Giphy, a platform that hosts the world’s largest library of animated GIFs, just released a massive collection of sign language GIFs. Acted by sign language expert Robert DeMayo, users can search, share and learn more than 2,000 words in American Sign Language.
“GIFs, as a visual format untethered from audio, makes them a perfect medium for sign language,” Hilari Scarl, director and producer at Sign With Robert, told Mashable. “The looping format makes it a perfect tool for learning through repetition. The GIF format has the ability to loop infinitely, so it’s perfect for learning new signs. [It] doesn’t require the back and forth of hitting play, rewind or repeat,” she said.
“The GIF format has the ability to loop infinitely, so it’s perfect for learning new signs.”
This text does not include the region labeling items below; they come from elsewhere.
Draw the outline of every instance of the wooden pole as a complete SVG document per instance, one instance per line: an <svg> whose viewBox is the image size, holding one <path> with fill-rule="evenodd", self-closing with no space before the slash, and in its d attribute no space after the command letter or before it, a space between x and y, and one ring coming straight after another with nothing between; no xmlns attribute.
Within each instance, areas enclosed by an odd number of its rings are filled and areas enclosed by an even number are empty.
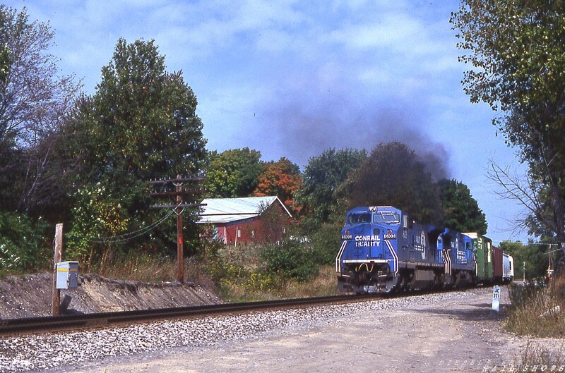
<svg viewBox="0 0 565 373"><path fill-rule="evenodd" d="M53 284L52 315L60 314L61 291L57 288L57 263L63 257L63 224L55 226L55 253L53 257Z"/></svg>
<svg viewBox="0 0 565 373"><path fill-rule="evenodd" d="M182 202L181 192L182 192L182 183L180 182L181 176L177 175L178 182L177 183L177 204L179 205ZM177 207L177 262L178 263L178 271L177 279L179 283L184 282L184 249L182 240L182 208Z"/></svg>

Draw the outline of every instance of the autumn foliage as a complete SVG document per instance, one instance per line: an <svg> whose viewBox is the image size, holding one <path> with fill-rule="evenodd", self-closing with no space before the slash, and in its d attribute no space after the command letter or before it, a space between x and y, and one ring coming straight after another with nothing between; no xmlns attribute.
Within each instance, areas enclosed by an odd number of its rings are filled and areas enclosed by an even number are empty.
<svg viewBox="0 0 565 373"><path fill-rule="evenodd" d="M299 212L300 207L295 203L292 197L302 183L298 166L282 157L276 162L263 164L262 169L254 195L256 197L276 195L293 213Z"/></svg>

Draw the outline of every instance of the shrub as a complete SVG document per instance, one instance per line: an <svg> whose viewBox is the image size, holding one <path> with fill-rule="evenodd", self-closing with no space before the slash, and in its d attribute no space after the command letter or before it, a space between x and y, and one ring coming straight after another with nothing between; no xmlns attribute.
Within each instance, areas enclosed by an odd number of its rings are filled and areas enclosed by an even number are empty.
<svg viewBox="0 0 565 373"><path fill-rule="evenodd" d="M280 245L268 245L263 257L268 271L280 272L299 282L314 277L320 266L311 247L293 238L285 239Z"/></svg>
<svg viewBox="0 0 565 373"><path fill-rule="evenodd" d="M522 335L565 336L565 279L556 278L549 286L530 282L510 286L510 308L506 328Z"/></svg>
<svg viewBox="0 0 565 373"><path fill-rule="evenodd" d="M0 269L49 268L53 255L44 238L48 228L40 218L32 220L23 214L0 212Z"/></svg>
<svg viewBox="0 0 565 373"><path fill-rule="evenodd" d="M314 257L320 265L333 265L340 247L340 223L325 223L311 234Z"/></svg>

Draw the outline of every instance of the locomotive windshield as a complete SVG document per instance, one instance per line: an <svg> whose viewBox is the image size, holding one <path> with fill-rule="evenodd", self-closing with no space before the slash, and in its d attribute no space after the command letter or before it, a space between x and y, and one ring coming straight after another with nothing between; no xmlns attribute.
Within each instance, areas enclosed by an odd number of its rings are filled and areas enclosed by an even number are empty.
<svg viewBox="0 0 565 373"><path fill-rule="evenodd" d="M350 214L347 216L348 224L359 224L359 223L370 223L371 214L368 212L362 214Z"/></svg>
<svg viewBox="0 0 565 373"><path fill-rule="evenodd" d="M400 222L400 216L391 211L379 211L374 214L373 222L377 224L398 224Z"/></svg>

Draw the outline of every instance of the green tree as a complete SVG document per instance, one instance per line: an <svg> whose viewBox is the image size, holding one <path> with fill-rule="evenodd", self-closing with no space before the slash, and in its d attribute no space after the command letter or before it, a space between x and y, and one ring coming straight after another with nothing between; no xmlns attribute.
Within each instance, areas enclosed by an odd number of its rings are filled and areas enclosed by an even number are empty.
<svg viewBox="0 0 565 373"><path fill-rule="evenodd" d="M415 152L401 142L377 145L340 195L347 208L392 205L420 222L438 224L443 218L439 187Z"/></svg>
<svg viewBox="0 0 565 373"><path fill-rule="evenodd" d="M335 192L352 171L367 159L367 152L335 148L310 158L302 175L304 183L297 192L297 200L304 214L318 225L329 220L335 210Z"/></svg>
<svg viewBox="0 0 565 373"><path fill-rule="evenodd" d="M442 225L459 232L487 234L487 218L468 186L455 179L440 180L438 185L444 208Z"/></svg>
<svg viewBox="0 0 565 373"><path fill-rule="evenodd" d="M0 4L0 208L29 212L58 192L53 140L80 85L59 76L54 33Z"/></svg>
<svg viewBox="0 0 565 373"><path fill-rule="evenodd" d="M153 40L118 41L96 93L78 101L66 127L72 141L64 152L81 188L75 195L88 210L73 212L73 237L117 236L154 222L146 181L201 171L206 140L196 109L192 90L181 72L165 71Z"/></svg>
<svg viewBox="0 0 565 373"><path fill-rule="evenodd" d="M276 195L282 203L293 212L299 211L295 203L294 195L302 184L300 168L287 158L276 162L265 162L261 173L257 177L257 187L254 195L258 197Z"/></svg>
<svg viewBox="0 0 565 373"><path fill-rule="evenodd" d="M248 147L225 150L212 157L206 188L213 197L249 197L261 172L260 152Z"/></svg>
<svg viewBox="0 0 565 373"><path fill-rule="evenodd" d="M494 125L529 166L525 183L496 165L492 178L565 252L565 3L464 0L451 22L472 66L465 92L499 111Z"/></svg>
Text messaging is already one of the most preferred platforms for deaf and hard-of-hearing people, but these GIFs give an extra layer of emotion to written conversations. Rather than using face time or filming oneself preforming sign language, users can just send one of the prerecorded GIFs.
The producers aimed to make the GIFs as accurate as possible, including DeMayo’s exaggerated facial expressions, which allow viewers to “distinguish between interrogative and declarative sentences, modify adverbs, convey emotional tone, define spatial relationships and much more,” Scarl says.
American Sign Language (ASL) is the most popularly used language of the Deaf communities in the United States, Canada, West Africa and Southeast Asia, according to Wikipedia.
Hearing Like Me author Ellie Parfit says that her recently studies of sign language has changed the way she communicates, even though she wears hearing aids.
“My decision to learn sign language wasn’t because I disagreed with my parents’ choice to raise me with oral communication,” she says. “(But,) for once I felt that I understood everything, without the struggles of lipreading!”
Are you learning sign language? What learning methods are you using?